# Santa Clarita Velo fatality



## Hollywood (Jan 16, 2003)

A morning drunk driver ran into today's club ride. Unbelievable. 

http://www.the-signal.com/news/article/15474/


----------



## DrRoebuck (May 10, 2004)

FUBAR.

I've been wanting to ride up there, too.


----------



## Mapei (Feb 3, 2004)

Terrible.


----------



## Hollywood (Jan 16, 2003)

DrRoebuck said:


> FUBAR.
> 
> I've been wanting to ride up there, too.


I'd recommend driving out there to ride. Riding up over the Old Road / Sierra Hwy (near 5 & 14 junction) is one of the more terrifying experiences I've ever had on a bike; cars hauling ass and a white line for a shoulder. 

That said, I'd go do some Little T / Bear Divide / Camp 9 climbing with ya :thumbsup: 

HW

// grew up in SCV.


----------



## Mapei (Feb 3, 2004)

Hollywood said:


> I'd recommend driving out there to ride. Riding up over the Old Road / Sierra Hwy (near 5 & 14 junction) is one of the more terrifying experiences I've ever had on a bike; cars hauling ass and a white line for a shoulder.
> 
> That said, I'd go do some Little T / Bear Divide / Camp 9 climbing with ya :thumbsup:
> 
> ...


I've done Old Road/Sierra Highway a few times with the SFVBC. It's dicey, but honestly not as bad as PCH south of Malibu. On one ride, we actually made it out to Vasquez Rocks (or was it Red Rocks?). 

Santiago Canyon(?)...yeah I'm full of question marks....is a beautiful, wild desert ride above the railroad tracks. Little Tujunga can get mega-hot, but Bear Divide (try sayin' that Slim Pickens style) has a fantabulous view when the weather is clear. If there's a relatively cool weekend...say with the highs in the low 90's, I'd be willing to give it a go with you.


----------



## JSR (Feb 27, 2006)

Man, this totally bites.


----------



## Hollywood (Jan 16, 2003)

*more info*

updated:

http://www.the-signal.com/news/article/15532/


----------



## grrlyrida (Aug 3, 2006)

This is so sad. I say it on Channel 7 news. I was up riding there in April. Perfect for cycling. Not a lot of vehicle traffic when I was there on a Saturday.

We just had a cycling fatality involving a drunk driver in Malibu last month.
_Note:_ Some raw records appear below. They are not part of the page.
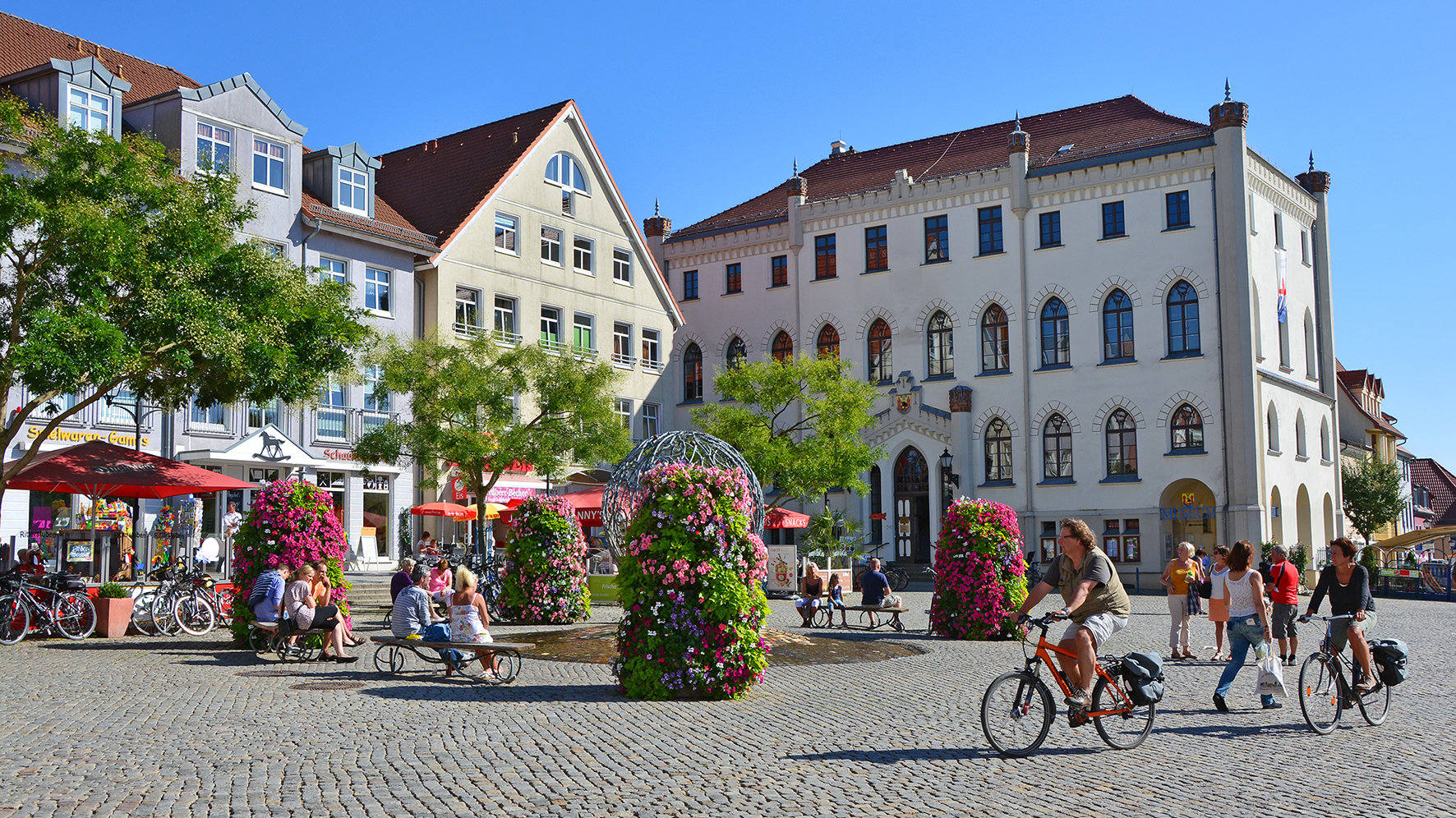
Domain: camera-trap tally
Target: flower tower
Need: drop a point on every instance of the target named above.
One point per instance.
(980, 574)
(690, 587)
(290, 523)
(545, 563)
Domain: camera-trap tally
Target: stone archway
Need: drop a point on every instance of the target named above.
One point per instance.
(1187, 514)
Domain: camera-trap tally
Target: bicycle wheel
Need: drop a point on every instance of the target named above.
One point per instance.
(75, 616)
(194, 614)
(1016, 714)
(141, 614)
(15, 620)
(1320, 696)
(1120, 731)
(1375, 705)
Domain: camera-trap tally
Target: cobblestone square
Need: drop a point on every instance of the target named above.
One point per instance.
(169, 728)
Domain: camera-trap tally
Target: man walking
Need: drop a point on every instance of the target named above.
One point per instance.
(1284, 594)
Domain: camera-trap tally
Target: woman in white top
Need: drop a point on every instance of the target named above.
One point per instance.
(1248, 620)
(469, 620)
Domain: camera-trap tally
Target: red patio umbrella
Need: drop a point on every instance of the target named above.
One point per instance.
(452, 510)
(101, 469)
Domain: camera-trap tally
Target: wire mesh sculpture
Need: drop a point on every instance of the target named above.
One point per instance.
(624, 491)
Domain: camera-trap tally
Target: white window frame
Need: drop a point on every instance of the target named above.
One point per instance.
(513, 229)
(213, 141)
(551, 246)
(88, 109)
(326, 269)
(622, 265)
(270, 158)
(583, 256)
(358, 185)
(371, 290)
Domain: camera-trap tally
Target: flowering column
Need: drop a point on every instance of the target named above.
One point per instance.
(980, 574)
(690, 588)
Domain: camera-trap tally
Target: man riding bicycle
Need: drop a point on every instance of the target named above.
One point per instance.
(1097, 604)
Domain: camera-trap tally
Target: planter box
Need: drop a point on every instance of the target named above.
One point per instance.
(113, 618)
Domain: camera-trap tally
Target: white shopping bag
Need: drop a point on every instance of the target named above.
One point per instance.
(1271, 677)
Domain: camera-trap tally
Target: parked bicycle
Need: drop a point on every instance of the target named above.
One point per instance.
(1016, 710)
(26, 604)
(1324, 692)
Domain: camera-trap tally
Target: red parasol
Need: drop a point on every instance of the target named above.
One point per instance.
(101, 469)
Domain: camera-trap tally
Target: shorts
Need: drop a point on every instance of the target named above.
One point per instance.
(1103, 627)
(1283, 620)
(1340, 631)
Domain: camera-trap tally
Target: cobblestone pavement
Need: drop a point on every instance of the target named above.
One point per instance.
(168, 728)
I hate @#$% drunk drivers.


----------



## grrlyrida (Aug 3, 2006)

http://abclocal.go.com/kabc/video?id=6913321


----------



## Hollywood (Jan 16, 2003)

grrlyrida said:


> We just had a cycling fatality involving a drunk driver in Malibu last month. I hate @#$% drunk drivers.
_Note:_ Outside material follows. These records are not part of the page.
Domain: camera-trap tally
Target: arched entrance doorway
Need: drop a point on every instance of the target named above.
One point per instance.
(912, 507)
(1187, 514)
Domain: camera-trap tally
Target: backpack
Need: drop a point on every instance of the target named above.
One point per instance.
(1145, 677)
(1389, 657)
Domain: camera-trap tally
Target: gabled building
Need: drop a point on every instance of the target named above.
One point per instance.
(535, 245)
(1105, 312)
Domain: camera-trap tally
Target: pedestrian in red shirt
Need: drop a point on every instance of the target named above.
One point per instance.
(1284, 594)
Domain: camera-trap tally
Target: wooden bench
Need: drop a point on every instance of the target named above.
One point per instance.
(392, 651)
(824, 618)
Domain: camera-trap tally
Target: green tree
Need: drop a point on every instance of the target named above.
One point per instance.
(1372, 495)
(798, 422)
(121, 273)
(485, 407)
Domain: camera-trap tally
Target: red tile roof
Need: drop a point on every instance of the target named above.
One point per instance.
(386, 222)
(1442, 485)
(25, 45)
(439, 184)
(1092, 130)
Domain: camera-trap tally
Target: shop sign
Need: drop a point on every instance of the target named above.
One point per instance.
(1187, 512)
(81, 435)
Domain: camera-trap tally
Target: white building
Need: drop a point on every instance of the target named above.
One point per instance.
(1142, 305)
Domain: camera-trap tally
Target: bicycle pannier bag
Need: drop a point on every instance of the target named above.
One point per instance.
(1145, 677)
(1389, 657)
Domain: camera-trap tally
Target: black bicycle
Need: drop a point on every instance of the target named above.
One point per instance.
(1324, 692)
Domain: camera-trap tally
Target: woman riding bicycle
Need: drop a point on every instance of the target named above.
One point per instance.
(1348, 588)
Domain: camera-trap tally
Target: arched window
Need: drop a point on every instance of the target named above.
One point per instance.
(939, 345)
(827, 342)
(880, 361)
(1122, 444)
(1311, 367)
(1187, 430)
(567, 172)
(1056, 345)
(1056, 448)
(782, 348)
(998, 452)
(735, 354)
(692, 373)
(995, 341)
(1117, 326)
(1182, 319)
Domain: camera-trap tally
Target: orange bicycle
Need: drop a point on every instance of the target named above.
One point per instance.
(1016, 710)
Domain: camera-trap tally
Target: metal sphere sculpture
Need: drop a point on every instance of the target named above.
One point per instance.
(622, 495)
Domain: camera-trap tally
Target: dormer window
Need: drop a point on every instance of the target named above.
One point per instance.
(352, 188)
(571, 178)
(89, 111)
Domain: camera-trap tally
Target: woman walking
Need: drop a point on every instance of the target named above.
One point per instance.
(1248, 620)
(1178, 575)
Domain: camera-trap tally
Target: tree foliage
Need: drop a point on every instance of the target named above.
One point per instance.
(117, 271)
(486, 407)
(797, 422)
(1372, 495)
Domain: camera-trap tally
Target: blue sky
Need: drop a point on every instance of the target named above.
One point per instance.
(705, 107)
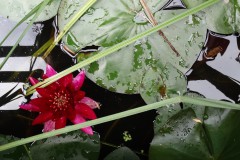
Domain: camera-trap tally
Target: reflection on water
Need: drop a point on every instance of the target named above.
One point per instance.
(216, 74)
(174, 4)
(20, 65)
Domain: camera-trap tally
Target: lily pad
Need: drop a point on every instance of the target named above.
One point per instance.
(108, 23)
(196, 132)
(15, 10)
(162, 83)
(73, 146)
It makes me crazy that the focus still reverts to "cyclists on the roads", and drunk driving is kinda shrugged off by our society. Where's the outrage? The changing laws? The death penalty? Scare the sh*t out of people and these incidents will start to disappear. Hopefully.


----------



## il sogno (Jul 15, 2002)

Hollywood said:


> updated:
> 
> http://www.the-signal.com/news/article/15532/


that's just awful.

in my last two rides I have had three drivers almost sideswipe me. you saw the first two on saturday. I had another one today. what's with these people!


----------



## JSR (Feb 27, 2006)

grrlyrida said:


> http://abclocal.go.com/kabc/video?id=6913321


Excellent report by KABC! Very moving interviews, facts as to bike v motor vehicle accidents, cyclists treated deferentially.

JSR


----------



## grrlyrida (Aug 3, 2006)

Hollywood said:


> It makes me crazy that the focus still reverts to "cyclists on the roads", and drunk driving is kinda shrugged off by our society. Where's the outrage? The changing laws? The death penalty? Scare the sh*t out of people and these incidents will start to disappear. Hopefully.
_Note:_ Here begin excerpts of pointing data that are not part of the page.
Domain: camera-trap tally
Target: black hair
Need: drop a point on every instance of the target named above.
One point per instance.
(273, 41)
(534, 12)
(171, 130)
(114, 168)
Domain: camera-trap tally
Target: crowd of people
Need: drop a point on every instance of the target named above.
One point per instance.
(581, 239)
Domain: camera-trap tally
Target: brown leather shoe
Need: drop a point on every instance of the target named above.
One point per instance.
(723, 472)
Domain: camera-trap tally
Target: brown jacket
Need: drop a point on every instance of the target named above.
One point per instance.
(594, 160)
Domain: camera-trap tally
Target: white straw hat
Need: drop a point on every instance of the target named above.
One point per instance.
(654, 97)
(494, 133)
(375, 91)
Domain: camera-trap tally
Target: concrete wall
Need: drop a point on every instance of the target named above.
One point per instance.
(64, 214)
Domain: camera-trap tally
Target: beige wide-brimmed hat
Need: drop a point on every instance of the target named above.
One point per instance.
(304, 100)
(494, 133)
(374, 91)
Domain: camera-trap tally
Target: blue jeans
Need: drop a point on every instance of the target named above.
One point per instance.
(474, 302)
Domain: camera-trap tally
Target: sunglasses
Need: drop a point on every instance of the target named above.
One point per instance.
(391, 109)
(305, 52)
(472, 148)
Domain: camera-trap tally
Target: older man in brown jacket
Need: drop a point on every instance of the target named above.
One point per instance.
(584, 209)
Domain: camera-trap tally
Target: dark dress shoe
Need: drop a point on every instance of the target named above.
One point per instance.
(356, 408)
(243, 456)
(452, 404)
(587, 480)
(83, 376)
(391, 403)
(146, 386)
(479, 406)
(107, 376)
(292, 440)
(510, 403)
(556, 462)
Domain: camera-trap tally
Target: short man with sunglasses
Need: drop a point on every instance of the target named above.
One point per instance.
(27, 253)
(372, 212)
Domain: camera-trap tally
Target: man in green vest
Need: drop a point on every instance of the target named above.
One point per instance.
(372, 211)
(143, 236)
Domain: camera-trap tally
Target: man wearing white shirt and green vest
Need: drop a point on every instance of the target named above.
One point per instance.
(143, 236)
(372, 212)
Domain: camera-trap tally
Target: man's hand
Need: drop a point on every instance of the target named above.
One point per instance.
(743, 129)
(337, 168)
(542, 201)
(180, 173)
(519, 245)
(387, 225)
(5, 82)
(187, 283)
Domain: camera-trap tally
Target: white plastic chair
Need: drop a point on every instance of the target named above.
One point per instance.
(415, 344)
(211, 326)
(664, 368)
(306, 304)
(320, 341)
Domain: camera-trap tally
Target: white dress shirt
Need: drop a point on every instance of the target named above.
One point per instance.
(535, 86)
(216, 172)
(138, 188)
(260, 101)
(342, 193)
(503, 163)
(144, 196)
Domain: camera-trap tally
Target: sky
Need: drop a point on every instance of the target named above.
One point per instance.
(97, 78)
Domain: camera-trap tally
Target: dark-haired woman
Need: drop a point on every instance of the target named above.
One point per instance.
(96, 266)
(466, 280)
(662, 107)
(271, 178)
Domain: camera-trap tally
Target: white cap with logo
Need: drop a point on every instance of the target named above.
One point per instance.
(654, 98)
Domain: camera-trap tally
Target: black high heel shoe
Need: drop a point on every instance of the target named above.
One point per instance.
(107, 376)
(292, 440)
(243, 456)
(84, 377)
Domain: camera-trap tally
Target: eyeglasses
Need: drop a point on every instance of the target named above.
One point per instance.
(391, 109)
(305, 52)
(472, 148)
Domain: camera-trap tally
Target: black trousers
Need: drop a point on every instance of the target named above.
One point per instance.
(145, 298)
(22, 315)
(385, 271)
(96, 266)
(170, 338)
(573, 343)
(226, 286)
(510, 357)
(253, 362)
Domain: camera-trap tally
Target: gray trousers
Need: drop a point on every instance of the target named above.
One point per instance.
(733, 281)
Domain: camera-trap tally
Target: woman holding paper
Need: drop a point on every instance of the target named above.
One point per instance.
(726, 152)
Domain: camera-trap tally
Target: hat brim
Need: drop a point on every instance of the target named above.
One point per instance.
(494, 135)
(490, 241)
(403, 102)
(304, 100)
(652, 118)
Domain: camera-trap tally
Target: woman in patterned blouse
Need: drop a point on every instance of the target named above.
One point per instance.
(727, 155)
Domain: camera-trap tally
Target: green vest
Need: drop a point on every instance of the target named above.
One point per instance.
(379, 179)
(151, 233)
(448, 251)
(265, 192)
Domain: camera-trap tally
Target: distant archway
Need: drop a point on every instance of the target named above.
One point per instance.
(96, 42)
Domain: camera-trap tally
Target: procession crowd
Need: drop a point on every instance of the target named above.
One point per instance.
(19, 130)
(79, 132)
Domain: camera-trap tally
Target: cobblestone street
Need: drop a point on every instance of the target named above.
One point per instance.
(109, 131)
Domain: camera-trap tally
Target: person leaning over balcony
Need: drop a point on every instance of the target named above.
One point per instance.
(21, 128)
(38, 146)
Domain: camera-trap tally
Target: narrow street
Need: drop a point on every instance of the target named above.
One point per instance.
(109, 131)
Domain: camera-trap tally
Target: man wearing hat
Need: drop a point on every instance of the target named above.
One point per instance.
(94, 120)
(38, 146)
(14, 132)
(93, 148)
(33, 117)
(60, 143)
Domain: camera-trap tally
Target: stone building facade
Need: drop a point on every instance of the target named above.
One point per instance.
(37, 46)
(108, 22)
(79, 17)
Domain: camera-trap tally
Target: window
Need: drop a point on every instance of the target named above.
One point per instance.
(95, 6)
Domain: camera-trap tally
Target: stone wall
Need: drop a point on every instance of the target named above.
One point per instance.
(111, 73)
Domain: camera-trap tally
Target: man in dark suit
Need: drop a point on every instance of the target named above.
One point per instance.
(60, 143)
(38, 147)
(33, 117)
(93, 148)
I know what you're saying. After last month's fatality, the comments in latimes blamed the victim for being out on a bike at 1:30 am. They even accused him of being a poor parent for having his kid out there too, even though they had lights and were riding on the shoulder. They forgot to show any outrage for the drunk who left the scene.


----------



## Hollywood (Jan 16, 2003)

this just in - 

the driver had a prior. And he's still not legally old enough to drink. Awesome.

http://scvtalk.com/2009/07/13/not-the-first-time-accused-murderer-struck-in-the-scv/


----------



## DrRoebuck (May 10, 2004)

grrlyrida said:


> I know what you're saying. After last month's fatality, the comments in latimes blamed the victim for being out on a bike at 1:30 am. They even accused him of being a poor parent for having his kid out there too, even though they had lights and were riding on the shoulder. They forgot to show any outrage for the drunk who left the scene.


A few years ago a couple of LaGrange cyclists were killed by a food truck driver on PCH. He plowed them because he didn't want to risk injuring his wife, who was cooking in the back while he was driving (illegal).

The response by the Sheriff's Dept? Crack down on cyclists riding two abreast.

Unfvckingbelievable.

Meanwhile, I went for one of my late-night rides last night; PCH to Sunset and back to Brentwood. I was definitely more jittery than usual.


----------



## grrlyrida (Aug 3, 2006)

DrRoebuck said:


> A few years ago a couple of LaGrange cyclists were killed by a food truck driver on PCH. He plowed them because he didn't want to risk injuring his wife, who was cooking in the back while he was driving (illegal).
> 
> The response by the Sheriff's Dept? Crack down on cyclists riding two abreast.
> 
> ...


Be careful out there Dr. Roe. That's pretty good mileage in a busy section of town. I was jittery in broad daylight on PCH I can only imagine what it's like a night when people are leaving bars.


----------



## DrRoebuck (May 10, 2004)

grrlyrida said:


> Be careful out there Dr. Roe. That's pretty good mileage in a busy section of town. I was jittery in broad daylight on PCH I can only imagine what it's like a night when people are leaving bars.


The good thing is I go late enough that there are few cars on the road, and I can hear them from a mile away.

The bad thing is that of the cars on the road, there's probably a higher percentage of shitfaced drivers.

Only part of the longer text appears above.